Struct NonContiguousCategoricalDecoderModel

Source
pub struct NonContiguousCategoricalDecoderModel<Symbol, Probability, Cdf, const PRECISION: usize> { /* private fields */ }
Expand description

An entropy model for a categorical probability distribution over arbitrary symbols, for decoding only.

You will usually want to use this type through one of its type aliases, DefaultNonContiguousCategoricalDecoderModel or SmallNonContiguousCategoricalDecoderModel, see discussion of presets.

This type implements the trait DecoderModel but not the trait EncoderModel. Thus, you can use a NonContiguousCategoricalDecoderModel for decoding with any of the stream decoders provided by the constriction crate, but not for encoding. If you want to encode data, use a NonContiguousCategoricalEncoderModel instead. You can convert a NonContiguousCategoricalDecoderModel to a NonContiguousCategoricalEncoderModel by calling to_generic_encoder_model on it (you’ll have to bring the trait IterableEntropyModel into scope to do so: use constriction::stream::model::IterableEntropyModel).

§Example

See example for NonContiguousCategoricalEncoderModel.

§When Should I Use This Type of Entropy Model?

Use a NonContiguousCategoricalDecoderModel for probabilistic models that can only be represented as an explicit probability table, and not by some more compact analytic expression.
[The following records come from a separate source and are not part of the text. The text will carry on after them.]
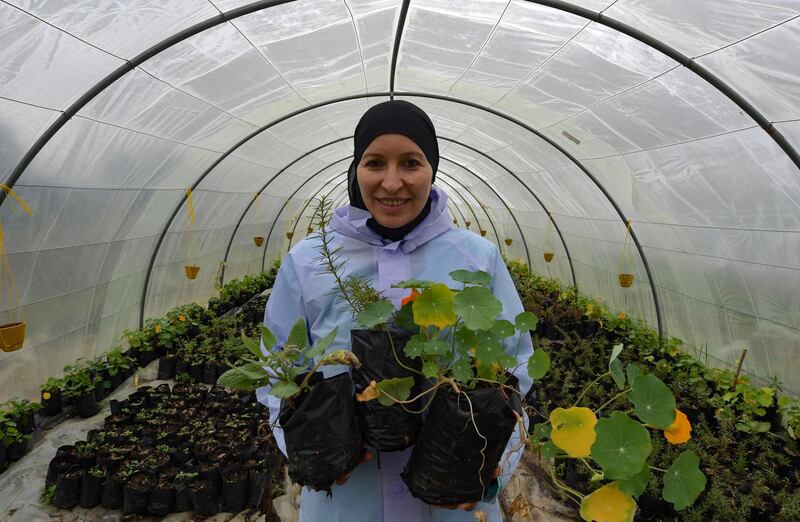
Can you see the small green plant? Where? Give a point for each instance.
(280, 368)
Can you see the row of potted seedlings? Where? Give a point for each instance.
(165, 450)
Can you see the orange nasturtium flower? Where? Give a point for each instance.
(410, 298)
(678, 432)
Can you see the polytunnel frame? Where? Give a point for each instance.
(560, 5)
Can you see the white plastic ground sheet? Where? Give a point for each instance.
(543, 111)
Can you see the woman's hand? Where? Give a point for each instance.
(366, 458)
(467, 506)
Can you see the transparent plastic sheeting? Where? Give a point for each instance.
(714, 201)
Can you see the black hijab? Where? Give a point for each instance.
(393, 117)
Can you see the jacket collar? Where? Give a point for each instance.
(352, 222)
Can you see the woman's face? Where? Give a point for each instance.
(395, 179)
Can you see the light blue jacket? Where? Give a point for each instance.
(303, 289)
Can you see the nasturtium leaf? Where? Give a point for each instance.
(622, 446)
(632, 371)
(397, 389)
(413, 283)
(542, 430)
(526, 321)
(462, 371)
(322, 345)
(477, 307)
(503, 328)
(615, 367)
(375, 313)
(538, 364)
(478, 277)
(267, 338)
(653, 401)
(637, 484)
(413, 347)
(435, 307)
(683, 481)
(608, 504)
(405, 318)
(429, 369)
(298, 336)
(549, 450)
(573, 430)
(615, 351)
(283, 390)
(435, 347)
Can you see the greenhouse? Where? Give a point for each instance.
(168, 168)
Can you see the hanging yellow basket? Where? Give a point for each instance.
(12, 336)
(191, 271)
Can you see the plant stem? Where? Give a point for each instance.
(612, 399)
(578, 400)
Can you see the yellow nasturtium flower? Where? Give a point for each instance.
(608, 504)
(679, 431)
(573, 430)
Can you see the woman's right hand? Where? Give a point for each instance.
(366, 458)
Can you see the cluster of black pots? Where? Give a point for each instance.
(163, 451)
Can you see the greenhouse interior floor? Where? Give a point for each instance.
(23, 482)
(525, 499)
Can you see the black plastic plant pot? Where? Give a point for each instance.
(112, 493)
(235, 490)
(166, 368)
(91, 490)
(162, 499)
(204, 498)
(86, 405)
(136, 493)
(323, 441)
(68, 489)
(446, 465)
(17, 450)
(257, 483)
(51, 402)
(183, 501)
(386, 428)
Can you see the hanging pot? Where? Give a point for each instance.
(625, 280)
(12, 336)
(191, 271)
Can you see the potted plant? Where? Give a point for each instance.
(79, 386)
(51, 396)
(317, 414)
(476, 404)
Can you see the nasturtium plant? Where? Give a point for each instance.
(573, 430)
(608, 504)
(653, 402)
(434, 307)
(622, 446)
(683, 481)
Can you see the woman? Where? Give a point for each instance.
(396, 227)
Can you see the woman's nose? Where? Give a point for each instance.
(392, 181)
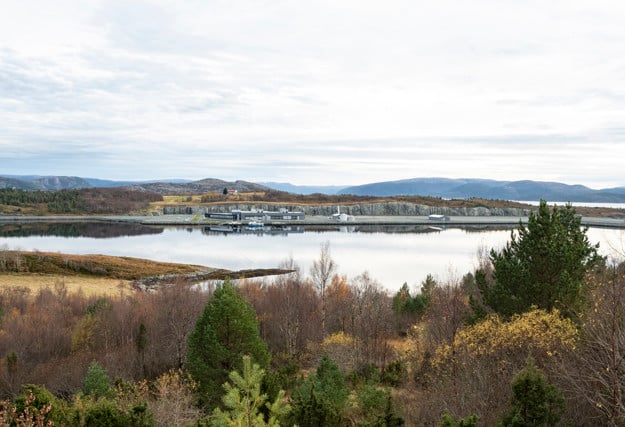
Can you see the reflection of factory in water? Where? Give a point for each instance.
(257, 215)
(271, 230)
(256, 222)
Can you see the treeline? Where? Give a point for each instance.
(534, 336)
(82, 201)
(276, 196)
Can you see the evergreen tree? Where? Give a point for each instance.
(243, 400)
(225, 332)
(321, 399)
(97, 382)
(535, 402)
(543, 266)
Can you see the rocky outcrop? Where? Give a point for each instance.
(365, 209)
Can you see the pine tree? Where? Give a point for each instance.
(321, 399)
(535, 402)
(226, 331)
(243, 400)
(97, 382)
(544, 266)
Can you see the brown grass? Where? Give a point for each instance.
(104, 266)
(89, 285)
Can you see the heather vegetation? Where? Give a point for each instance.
(317, 348)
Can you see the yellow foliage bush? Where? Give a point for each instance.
(340, 347)
(539, 333)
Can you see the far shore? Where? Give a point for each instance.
(197, 220)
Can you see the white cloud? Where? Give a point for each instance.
(314, 92)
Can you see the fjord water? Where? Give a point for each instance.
(391, 255)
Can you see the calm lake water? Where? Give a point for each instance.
(391, 255)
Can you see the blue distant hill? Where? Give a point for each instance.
(489, 189)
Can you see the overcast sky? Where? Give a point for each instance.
(314, 92)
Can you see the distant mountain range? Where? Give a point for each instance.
(173, 186)
(436, 187)
(489, 189)
(304, 189)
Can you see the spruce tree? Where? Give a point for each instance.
(226, 331)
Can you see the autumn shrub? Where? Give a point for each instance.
(172, 399)
(340, 347)
(39, 404)
(471, 375)
(538, 333)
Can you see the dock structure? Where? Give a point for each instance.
(257, 215)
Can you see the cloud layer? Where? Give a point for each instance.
(314, 92)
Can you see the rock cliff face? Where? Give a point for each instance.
(367, 209)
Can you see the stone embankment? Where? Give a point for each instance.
(365, 209)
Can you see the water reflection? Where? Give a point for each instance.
(392, 255)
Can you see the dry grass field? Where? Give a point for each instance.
(88, 285)
(92, 274)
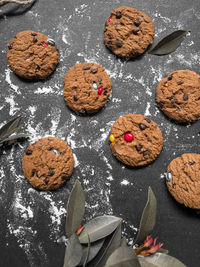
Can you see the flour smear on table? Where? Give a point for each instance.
(23, 205)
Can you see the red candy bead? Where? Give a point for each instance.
(100, 90)
(44, 44)
(109, 19)
(128, 137)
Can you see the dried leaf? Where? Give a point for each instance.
(88, 252)
(99, 228)
(73, 252)
(113, 243)
(123, 257)
(169, 44)
(75, 209)
(94, 249)
(160, 260)
(10, 127)
(148, 218)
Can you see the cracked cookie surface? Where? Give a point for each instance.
(183, 179)
(32, 55)
(128, 32)
(145, 144)
(48, 163)
(87, 87)
(178, 95)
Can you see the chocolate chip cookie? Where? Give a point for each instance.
(32, 55)
(87, 87)
(136, 140)
(128, 32)
(178, 95)
(48, 163)
(183, 180)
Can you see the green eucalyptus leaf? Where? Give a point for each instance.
(148, 218)
(113, 243)
(94, 249)
(75, 209)
(99, 228)
(10, 127)
(123, 257)
(169, 44)
(73, 252)
(88, 253)
(160, 260)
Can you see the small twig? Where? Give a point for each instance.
(27, 2)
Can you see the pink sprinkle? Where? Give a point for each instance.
(44, 44)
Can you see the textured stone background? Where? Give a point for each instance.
(32, 222)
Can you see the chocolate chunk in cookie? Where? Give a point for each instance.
(183, 179)
(48, 163)
(87, 87)
(136, 140)
(178, 96)
(132, 31)
(28, 52)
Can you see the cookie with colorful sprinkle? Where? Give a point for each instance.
(183, 179)
(128, 32)
(48, 163)
(136, 140)
(178, 95)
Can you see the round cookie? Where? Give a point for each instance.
(32, 55)
(128, 32)
(183, 179)
(178, 95)
(48, 163)
(136, 140)
(87, 87)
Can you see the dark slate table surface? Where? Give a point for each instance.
(32, 222)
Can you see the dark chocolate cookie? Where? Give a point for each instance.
(128, 32)
(32, 55)
(136, 140)
(178, 95)
(183, 179)
(48, 163)
(87, 87)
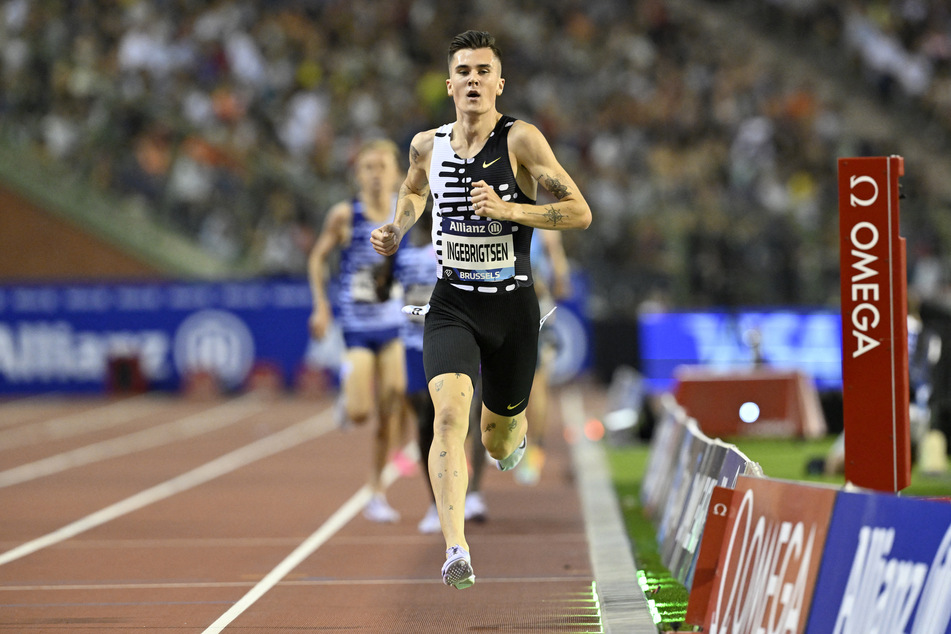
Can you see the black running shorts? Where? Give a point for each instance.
(498, 331)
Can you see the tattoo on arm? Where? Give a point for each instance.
(553, 215)
(555, 187)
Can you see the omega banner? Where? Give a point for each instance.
(874, 324)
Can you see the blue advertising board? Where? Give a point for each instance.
(886, 567)
(59, 337)
(809, 341)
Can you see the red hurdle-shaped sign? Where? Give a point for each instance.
(874, 324)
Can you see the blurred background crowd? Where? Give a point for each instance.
(704, 133)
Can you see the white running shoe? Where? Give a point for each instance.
(379, 510)
(510, 462)
(457, 571)
(475, 507)
(430, 522)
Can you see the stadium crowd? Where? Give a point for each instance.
(711, 173)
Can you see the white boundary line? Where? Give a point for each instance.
(102, 417)
(624, 607)
(194, 425)
(275, 443)
(336, 521)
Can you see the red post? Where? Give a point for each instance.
(874, 324)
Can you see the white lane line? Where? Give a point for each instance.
(292, 436)
(297, 583)
(624, 607)
(333, 524)
(77, 423)
(14, 410)
(194, 425)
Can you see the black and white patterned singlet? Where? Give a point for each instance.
(476, 253)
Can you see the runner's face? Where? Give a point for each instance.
(377, 172)
(475, 80)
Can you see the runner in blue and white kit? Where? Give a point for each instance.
(483, 172)
(368, 307)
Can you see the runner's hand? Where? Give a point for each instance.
(386, 239)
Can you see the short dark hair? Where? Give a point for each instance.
(473, 40)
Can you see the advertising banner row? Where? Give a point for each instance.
(801, 558)
(61, 337)
(760, 555)
(685, 467)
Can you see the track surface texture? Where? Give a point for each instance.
(165, 514)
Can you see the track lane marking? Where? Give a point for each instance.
(287, 438)
(328, 529)
(69, 425)
(193, 425)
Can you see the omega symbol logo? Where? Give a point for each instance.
(854, 182)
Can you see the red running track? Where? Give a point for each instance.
(162, 514)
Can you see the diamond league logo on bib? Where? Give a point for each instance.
(217, 341)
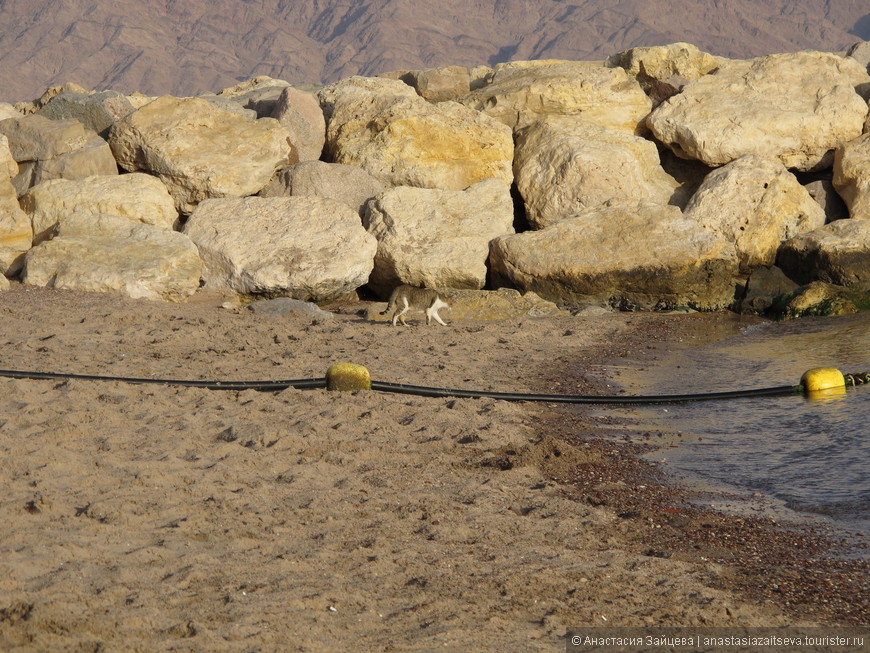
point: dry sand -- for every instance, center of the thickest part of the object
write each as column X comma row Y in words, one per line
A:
column 152, row 517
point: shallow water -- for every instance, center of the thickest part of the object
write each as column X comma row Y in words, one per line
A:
column 810, row 456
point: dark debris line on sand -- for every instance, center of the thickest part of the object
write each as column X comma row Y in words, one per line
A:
column 807, row 571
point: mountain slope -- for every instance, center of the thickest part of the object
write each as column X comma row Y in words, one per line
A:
column 188, row 46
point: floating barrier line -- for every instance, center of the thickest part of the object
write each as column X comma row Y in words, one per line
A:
column 301, row 384
column 426, row 391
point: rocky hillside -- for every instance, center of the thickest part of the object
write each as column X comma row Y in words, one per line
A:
column 664, row 178
column 170, row 46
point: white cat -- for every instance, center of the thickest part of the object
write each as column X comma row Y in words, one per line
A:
column 406, row 298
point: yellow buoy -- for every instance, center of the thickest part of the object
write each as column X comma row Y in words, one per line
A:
column 348, row 376
column 823, row 379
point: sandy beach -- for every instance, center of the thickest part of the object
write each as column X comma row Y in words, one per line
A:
column 157, row 517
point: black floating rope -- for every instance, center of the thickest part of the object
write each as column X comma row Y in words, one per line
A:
column 266, row 386
column 425, row 391
column 859, row 378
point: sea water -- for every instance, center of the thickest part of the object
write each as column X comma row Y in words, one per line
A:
column 810, row 456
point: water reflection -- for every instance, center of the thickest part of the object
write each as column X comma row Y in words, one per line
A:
column 811, row 453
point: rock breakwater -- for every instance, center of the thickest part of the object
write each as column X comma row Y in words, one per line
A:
column 662, row 178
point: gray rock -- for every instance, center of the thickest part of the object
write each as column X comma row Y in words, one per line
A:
column 308, row 248
column 763, row 288
column 344, row 183
column 626, row 253
column 437, row 238
column 96, row 111
column 284, row 306
column 837, row 253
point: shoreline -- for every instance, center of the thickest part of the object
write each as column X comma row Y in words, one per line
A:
column 769, row 553
column 163, row 517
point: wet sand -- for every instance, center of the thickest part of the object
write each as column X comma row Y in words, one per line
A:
column 155, row 517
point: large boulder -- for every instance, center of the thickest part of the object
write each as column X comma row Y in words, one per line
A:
column 383, row 126
column 107, row 253
column 348, row 184
column 198, row 150
column 565, row 164
column 137, row 197
column 524, row 92
column 437, row 238
column 55, row 149
column 308, row 248
column 837, row 253
column 664, row 62
column 633, row 256
column 302, row 118
column 259, row 94
column 794, row 108
column 16, row 233
column 852, row 176
column 438, row 84
column 96, row 111
column 9, row 111
column 755, row 204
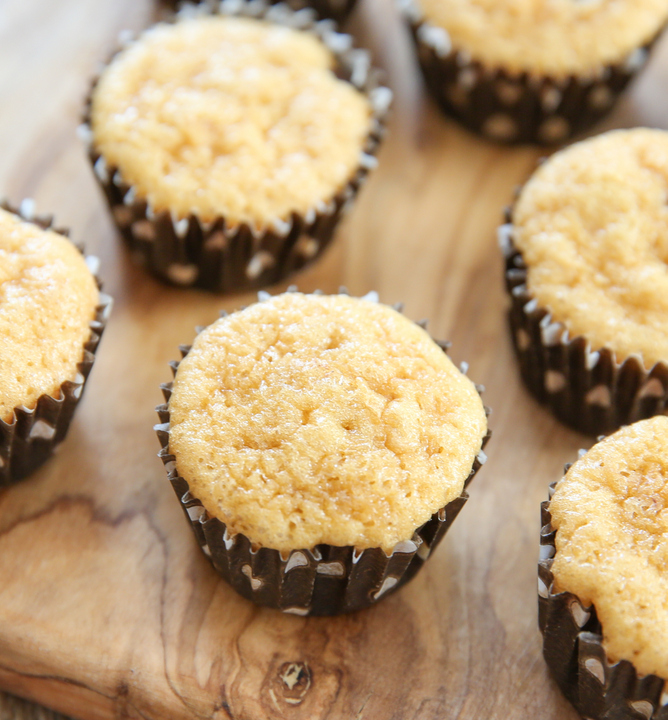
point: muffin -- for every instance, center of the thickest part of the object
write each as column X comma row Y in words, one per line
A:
column 229, row 147
column 535, row 71
column 602, row 579
column 51, row 320
column 338, row 10
column 320, row 446
column 586, row 247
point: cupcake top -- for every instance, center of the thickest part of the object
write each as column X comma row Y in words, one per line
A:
column 311, row 419
column 592, row 227
column 234, row 117
column 548, row 37
column 47, row 301
column 611, row 516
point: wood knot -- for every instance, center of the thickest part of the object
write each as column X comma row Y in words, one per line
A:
column 293, row 682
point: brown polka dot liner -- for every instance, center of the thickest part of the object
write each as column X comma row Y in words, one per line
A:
column 33, row 434
column 335, row 9
column 221, row 257
column 514, row 108
column 573, row 650
column 324, row 580
column 587, row 389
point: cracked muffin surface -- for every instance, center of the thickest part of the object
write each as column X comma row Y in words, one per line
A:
column 235, row 117
column 557, row 38
column 48, row 298
column 308, row 419
column 611, row 515
column 592, row 227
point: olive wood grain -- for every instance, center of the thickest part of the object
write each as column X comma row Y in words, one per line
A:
column 107, row 607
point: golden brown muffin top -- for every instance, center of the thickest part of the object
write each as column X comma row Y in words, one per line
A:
column 556, row 38
column 312, row 419
column 611, row 516
column 229, row 116
column 592, row 226
column 47, row 301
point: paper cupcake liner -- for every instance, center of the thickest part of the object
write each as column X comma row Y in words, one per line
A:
column 589, row 390
column 574, row 652
column 337, row 10
column 513, row 108
column 223, row 257
column 324, row 580
column 33, row 433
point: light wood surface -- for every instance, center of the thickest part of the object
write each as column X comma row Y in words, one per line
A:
column 107, row 607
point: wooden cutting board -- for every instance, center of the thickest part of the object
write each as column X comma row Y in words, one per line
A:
column 107, row 607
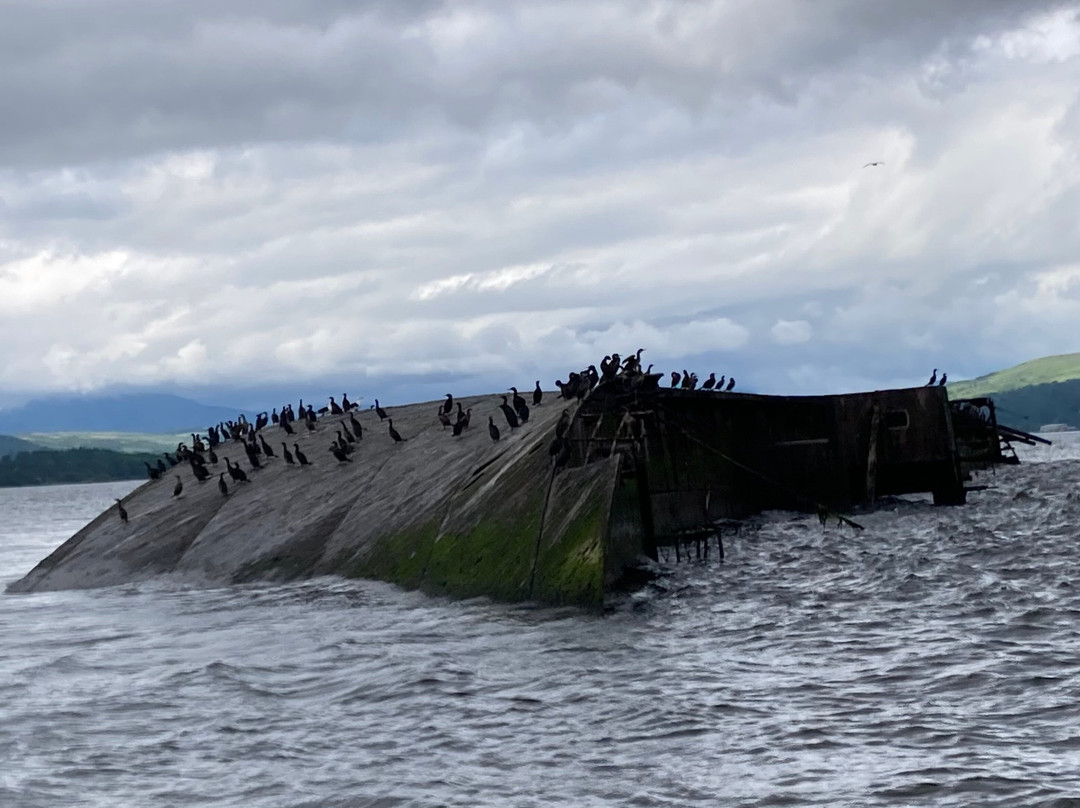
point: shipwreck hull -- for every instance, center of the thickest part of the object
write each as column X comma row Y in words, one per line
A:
column 464, row 516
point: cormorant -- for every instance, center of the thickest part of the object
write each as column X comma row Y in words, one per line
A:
column 235, row 472
column 394, row 433
column 564, row 423
column 509, row 412
column 520, row 406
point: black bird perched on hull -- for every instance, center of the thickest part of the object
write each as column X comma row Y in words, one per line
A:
column 235, row 472
column 341, row 457
column 253, row 456
column 520, row 406
column 564, row 423
column 394, row 433
column 509, row 412
column 345, row 444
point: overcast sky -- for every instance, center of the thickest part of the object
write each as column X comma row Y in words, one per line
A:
column 234, row 198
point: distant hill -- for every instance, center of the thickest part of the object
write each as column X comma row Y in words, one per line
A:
column 1048, row 369
column 71, row 466
column 11, row 445
column 1030, row 394
column 133, row 413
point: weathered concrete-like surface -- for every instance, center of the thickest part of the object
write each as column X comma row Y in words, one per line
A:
column 456, row 515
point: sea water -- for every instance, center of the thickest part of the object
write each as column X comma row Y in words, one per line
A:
column 932, row 658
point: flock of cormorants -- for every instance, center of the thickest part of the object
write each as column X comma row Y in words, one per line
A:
column 202, row 453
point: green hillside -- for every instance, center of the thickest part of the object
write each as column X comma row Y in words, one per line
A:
column 1062, row 367
column 115, row 441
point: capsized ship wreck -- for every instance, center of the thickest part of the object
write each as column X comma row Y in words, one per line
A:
column 530, row 517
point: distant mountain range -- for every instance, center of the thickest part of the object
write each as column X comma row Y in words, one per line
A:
column 131, row 413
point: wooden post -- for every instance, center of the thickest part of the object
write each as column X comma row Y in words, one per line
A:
column 872, row 457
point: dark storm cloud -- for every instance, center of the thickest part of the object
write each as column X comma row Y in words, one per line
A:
column 217, row 193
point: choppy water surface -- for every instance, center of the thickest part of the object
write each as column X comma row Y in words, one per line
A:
column 930, row 660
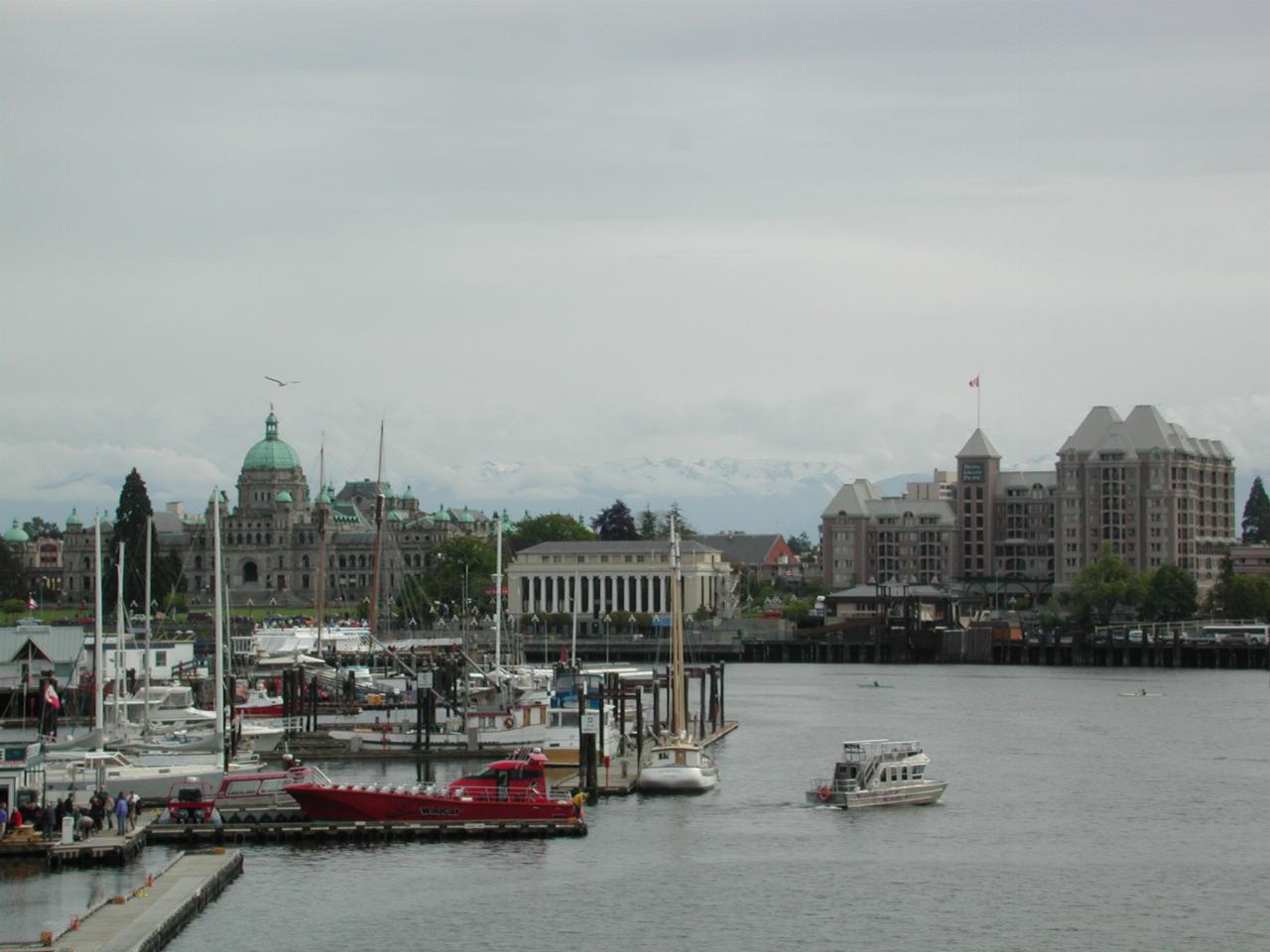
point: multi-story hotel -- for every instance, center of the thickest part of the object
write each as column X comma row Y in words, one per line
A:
column 1156, row 494
column 1142, row 484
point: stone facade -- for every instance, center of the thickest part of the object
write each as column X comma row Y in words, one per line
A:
column 271, row 542
column 601, row 578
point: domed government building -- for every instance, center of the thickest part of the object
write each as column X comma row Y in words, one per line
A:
column 271, row 543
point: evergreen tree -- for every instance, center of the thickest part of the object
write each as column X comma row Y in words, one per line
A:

  • If you have a probability model that can be expressed by some analytical expression (e.g., a Binomial distribution), then use LeakyQuantizer instead (unless you want to encode lots of symbols with the same entropy model, in which case the explicitly tabulated representation of a categorical entropy model could improve runtime performance).
  • If the support of your probabilistic model (i.e., the set of symbols to which the model assigns a non-zero probability) is a contiguous range of integers starting at zero, then it is better to use a ContiguousCategoricalEntropyModel. It has better computational efficiency and it is easier to use since it supports both encoding and decoding with a single type.
  • If you want to decode only a few symbols with a given probability model, then use a LazyContiguousCategoricalEntropyModel, which will be faster (use an array to map the decoded symbols from the contiguous range 0..N to whatever noncontiguous alphabet you have). This use case occurs, e.g., in autoregressive models, where each individual model is often used for only exactly one symbol.
  • If you want to decode lots of symbols with the same entropy model, and if reducing the PRECISION to a moderate value is acceptable to you, then you may want to consider using a NonContiguousLookupDecoderModel instead for even better runtime performance (at the cost of a larger memory footprint and worse compression efficiency due to lower PRECISION).

§Computational Efficiency

For a probability distribution with a support of N symbols, a NonContiguousCategoricalDecoderModel has the following asymptotic costs:

Implementations§

Source§

impl<Symbol, Probability: BitArray, const PRECISION: usize> NonContiguousCategoricalDecoderModel<Symbol, Probability, Vec<(Probability, Symbol)>, PRECISION>
where Symbol: Clone,

Source

pub fn from_symbols_and_floating_point_probabilities_fast<F>( symbols: impl IntoIterator<Item = Symbol>, probabilities: &[F], normalization: Option<F>, ) -> Result<Self, ()>
where F: FloatCore + Sum<F> + AsPrimitive<Probability>, Probability: AsPrimitive<usize>, usize: AsPrimitive<Probability> + AsPrimitive<F>,

Constructs a leaky distribution (for decoding) over the provided symbols whose PMF approximates given probabilities.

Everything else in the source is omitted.